CHRIS BARRETT August 06, 2012
Victorious ... Venus, left, and Serena Williams celebrate their win. Photo: Getty Images
To the pantheon of Olympic athletes that have won three gold medals in the same event - Carl Lewis, Dawn Fraser, Michael Phelps and the rest - add the names Serena and Venus Williams.
The American sisters now have four gold medals each in their collection following their 6-4, 6-4 triumph in the women's doubles final over Andrea Hlavackova and Lucie Hradecka of the Czech Republic on Sunday.
Both have a singles gold - Venus won in Sydney 12 years ago, while Serena achieved a career 'golden slam' with her victory over Maria Sharapova on Saturday - but in the women's doubles category they have been utterly dominant since the 2000 Olympics. Winners in Sydney, Beijing and now London (they did not play together in Athens) their unseeded status at SW19 was highly misleading.
On the same turf only a month ago they had teamed to win a fifth Wimbledon doubles title while Serena won a fifth singles crown to equal Venus's tally. They may as well be given the keys to the All England Club because they essentially own it. The same can be said for Olympic doubles. When they are in the field, no one else gets a look-in.
"We've been winning this title since 2000 but it's easier said than done," Venus insisted. "We come in as the favourites but it's not a given. We're glad to keep the medal for us.

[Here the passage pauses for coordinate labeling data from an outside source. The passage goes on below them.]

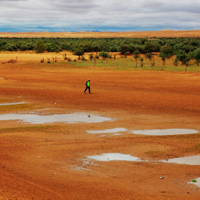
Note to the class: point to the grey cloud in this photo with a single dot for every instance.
(107, 13)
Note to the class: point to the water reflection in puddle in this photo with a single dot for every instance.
(10, 104)
(154, 132)
(114, 156)
(114, 130)
(191, 160)
(197, 183)
(67, 118)
(162, 132)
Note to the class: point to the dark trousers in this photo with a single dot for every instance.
(87, 88)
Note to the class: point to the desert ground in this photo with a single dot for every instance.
(50, 161)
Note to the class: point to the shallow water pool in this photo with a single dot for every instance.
(114, 156)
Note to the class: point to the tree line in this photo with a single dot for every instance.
(185, 49)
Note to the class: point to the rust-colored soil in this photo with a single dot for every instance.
(136, 34)
(48, 162)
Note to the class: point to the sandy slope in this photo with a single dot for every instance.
(137, 34)
(48, 161)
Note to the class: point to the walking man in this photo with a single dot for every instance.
(87, 84)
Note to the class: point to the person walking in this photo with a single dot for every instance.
(87, 84)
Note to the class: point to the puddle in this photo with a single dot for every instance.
(66, 118)
(10, 104)
(197, 183)
(114, 130)
(114, 156)
(191, 160)
(162, 132)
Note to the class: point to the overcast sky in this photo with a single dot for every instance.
(101, 15)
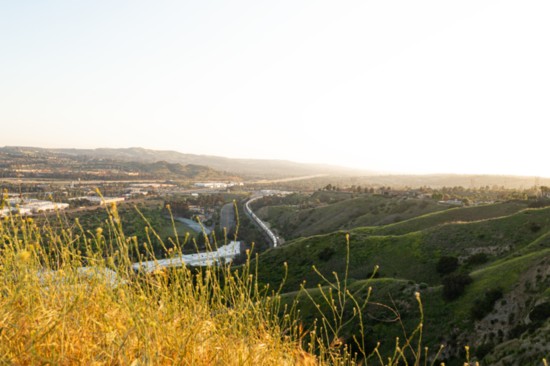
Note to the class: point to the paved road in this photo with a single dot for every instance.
(227, 217)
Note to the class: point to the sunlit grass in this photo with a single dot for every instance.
(52, 311)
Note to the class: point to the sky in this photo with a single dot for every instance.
(393, 86)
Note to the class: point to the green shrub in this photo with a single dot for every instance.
(454, 285)
(483, 306)
(446, 265)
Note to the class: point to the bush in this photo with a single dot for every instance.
(446, 265)
(478, 258)
(454, 285)
(326, 253)
(540, 312)
(483, 306)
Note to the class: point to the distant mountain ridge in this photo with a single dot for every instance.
(23, 162)
(257, 168)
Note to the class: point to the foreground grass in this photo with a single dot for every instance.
(68, 297)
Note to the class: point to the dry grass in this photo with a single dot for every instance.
(53, 312)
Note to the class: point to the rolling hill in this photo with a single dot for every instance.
(504, 250)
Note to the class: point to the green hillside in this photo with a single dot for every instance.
(504, 248)
(325, 212)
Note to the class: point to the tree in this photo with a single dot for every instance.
(454, 285)
(446, 265)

"Now that we both have four gold medals, it's great. In our house there's a party. Whenever we're at home and times get down we go look at our golds and we're back up. It's something of intense motivation for us."

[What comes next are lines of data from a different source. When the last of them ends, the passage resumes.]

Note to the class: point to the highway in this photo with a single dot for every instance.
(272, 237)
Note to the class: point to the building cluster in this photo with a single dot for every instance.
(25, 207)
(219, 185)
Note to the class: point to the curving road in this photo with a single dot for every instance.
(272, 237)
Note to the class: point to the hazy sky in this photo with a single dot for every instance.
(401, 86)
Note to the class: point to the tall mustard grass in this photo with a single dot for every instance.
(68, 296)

The scary proposition for combinations from rival countries and their own is that both Williams are not yet done despite their age. Venus is 32 but is adamant she is setting her sights towards the 2016 Games in Rio de Janeiro even if she is only playing doubles by then. It would be her fifth appearance at an Olympics. Serena, at 30, has already matched Steffi Graf in winning every grand slam plus an Olympic gold medal but says she is nowhere near calling time on her remarkable career.

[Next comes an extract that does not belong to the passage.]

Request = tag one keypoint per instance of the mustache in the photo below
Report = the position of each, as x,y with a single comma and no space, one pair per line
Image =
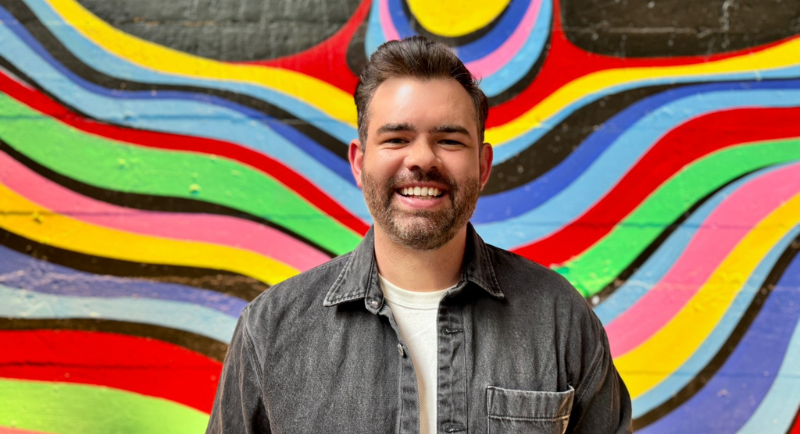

"I think nowadays tennis players are seeing that you can play great tennis into your 30s," Venus said. "I think a lot of people were brainwashed early that you had to quit. It's not really the way it is. By the time you get to this age you really understand the game, the nuances, you're just getting better. As long as you can stay healthy enough to play ... it would be great."
Serena added: "We don't do it for any other reason outside of pure joy. It's a great opportunity to do something that you love every day. You know. not everyone gets to do that. We really enjoy these moments.
"I'll be there (in Rio) if I'm healthy and playing. I hope to be playing by then, 100 per cent. I have titles to defend."